Sobre o corredor do Lobito, felizmente, ainda não se ouviu um ‘ui’. Esperemos que assim continue e que os investimentos na nossa menina dos olhos não sejam mais uma vítima dos humores do magnata. Mas esperemos para ver… E, se em Portugal existe o deputado que supostamente tem como hobby o furto de malas em aeroportos, por cá temos o deputado ‘mixeiro’. Na verdade, são bué, mas este teve o azar de ter sido apanhado. O deputado da Unita decidiu mixar com o carro protocolar, colocou-o ao serviço de rent-a-car, o carro sumiu e as consequências chegaram. Perdeu definitivamente o mandato sob a acusação de conduta indecorosa lesiva dos deveres e da dignidade da função parlamentar. Se espremerem bem essa tal “conduta indecorosa” com certeza não há de sobrar muita gente na casa das leis. Ainda na Assembleia a proposta que regula a disponibilização e consumo de bebidas alcoólicas foi aprovada com todos os sóbrios deputados a levantarem a mão. Portanto, a partir daqui escolas e bares, hospitais e restaurantes, roulottes e unidades policias ou militares que ocupam o mesmo espaço terão de tirar na sorte quem fica e quem sai. Enquanto isso, problemas mais sérios continuam a dar-nos dor de cabeça… Se tem algo que poderia fazer uma população diante de um surto de cólera rir — se não fosse trágico — é a solução brilhante que o Governo encontrou para enfrentar a epidemia: distribuir água!
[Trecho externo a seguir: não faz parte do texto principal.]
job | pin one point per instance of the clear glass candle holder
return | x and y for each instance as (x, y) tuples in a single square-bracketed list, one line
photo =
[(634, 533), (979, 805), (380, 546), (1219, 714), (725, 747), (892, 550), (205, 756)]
Mas, como toda boa piada vem com um ‘plot twist’, a água distribuída pelo Governo também não tem condições. Afinal, quando a qualidade da água que deveria curar mais parece um novo tempero para a enfermidade, não há como não se perguntar: quem foi o génio que teve a brilhante ideia? Não que alguma vez se tenha distribuído água propriamente pura, mas desta vez conseguiram chegar ao cúmulo. Os números continuam a somar, já contamos com 783 casos e 35 óbitos e cinco províncias já foram fustigadas pela vergonhosa doença.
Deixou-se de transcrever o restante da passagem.